Warren Buffett, Berkshire Hathaway 2025 Annual Letter (paraphrased context via 13F filings)
Our revised price target of $492 reflects Optum’s continued momentum and the potential for regulatory clarity by year-end.
Bernstein analyst, May 27, 2026 research note (Benzinga)
The guidance reduction was necessary to reflect the changed environment. We are executing our cost-savings plan and remain confident in our long-term strategy.
Andrew Witty, CEO UnitedHealth Group, Q1 2026 earnings call (paraphrased from Globe and Mail)
These voices represent the bull and bear perspectives, with the CEO emphasizing execution.
Summary: The 2026 UNH decision
UnitedHealth’s 18% drop has created a rare opportunity—but also a real risk. The bull case rests on Optum growth, historical recovery patterns, and Buffett’s seal of approval. The bear case centers on regulatory uncertainty and elevated valuation. For the long-term investor willing to accept a 12-18 month horizon of uncertainty, the current price near $407 offers a reasonable entry point with upside to $480. For the risk-averse buyer, waiting for the DOJ probe resolution (likely by Q1 2027) may be the smarter play. For a trader, the support at $390 and resistance at $450 define the near-term range. The choice for a UnitedHealth shareholder in 2026 is clear: patience with a catalyst timeline, or cash on the sidelines until the fog lifts.
For real-time updates on the stock’s movement, check out this live UNH stock quote and analysis from Australia Current.
Frequently asked questions
Is UnitedHealthcare a buy or sell right now?
Analyst consensus is Overweight with 14 buy ratings, 6 hold, and 1 sell (MarketWatch).
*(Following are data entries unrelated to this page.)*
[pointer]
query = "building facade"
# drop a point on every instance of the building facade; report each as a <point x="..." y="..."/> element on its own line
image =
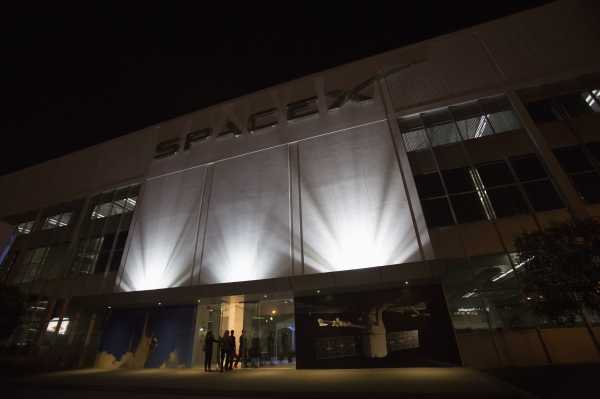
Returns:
<point x="359" y="217"/>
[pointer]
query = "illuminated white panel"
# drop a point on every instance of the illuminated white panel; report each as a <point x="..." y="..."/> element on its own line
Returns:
<point x="161" y="252"/>
<point x="354" y="207"/>
<point x="248" y="231"/>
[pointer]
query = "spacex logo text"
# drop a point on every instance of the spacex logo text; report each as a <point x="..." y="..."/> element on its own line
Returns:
<point x="266" y="119"/>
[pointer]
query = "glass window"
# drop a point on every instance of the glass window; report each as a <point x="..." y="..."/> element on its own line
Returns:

The average price target of $480 suggests 22% upside, but the DOJ probe introduces downside risk.
What caused the UnitedHealth stock drop in 2026?
A combination of factors: the DOJ’s Medicare billing probe (announced March 2026), a guidance cut in April, and broader pressure on Medicare Advantage stocks. The stock fell approximately 18% from its January high of $550.
Does Warren Buffett own UNH stock?
Yes, Berkshire Hathaway disclosed a $1.2 billion stake in Q4 2025 and added 1 million shares in Q1 2026 (Benzinga).
What is the UnitedHealth stock price target?
Consensus 1-year target is approximately $480 (22% upside). High target $492 (Bernstein), low $287. The median target from 27 analysts is around $402–$411 (Investing.com).
When will UNH stock recover?
Historical data shows recovery from similar drops took about 9 months (2017, 2022). Key catalysts: Q2 earnings (July 2026) and resolution of the DOJ probe. The stock could reach $480 within 12 months if regulatory news is positive.
What is the UnitedHealth dividend?
UnitedHealth has increased its dividend for 15 consecutive years. The current yield is approximately 1.3%, with a quarterly payout of about $1.52 per share.
Is UnitedHealth overvalued?
The P/E ratio of 30.28 is above the 5-year average of 28. Given the regulatory uncertainty, some analysts argue the stock is still slightly overvalued, while others see growth prospects justifying the premium.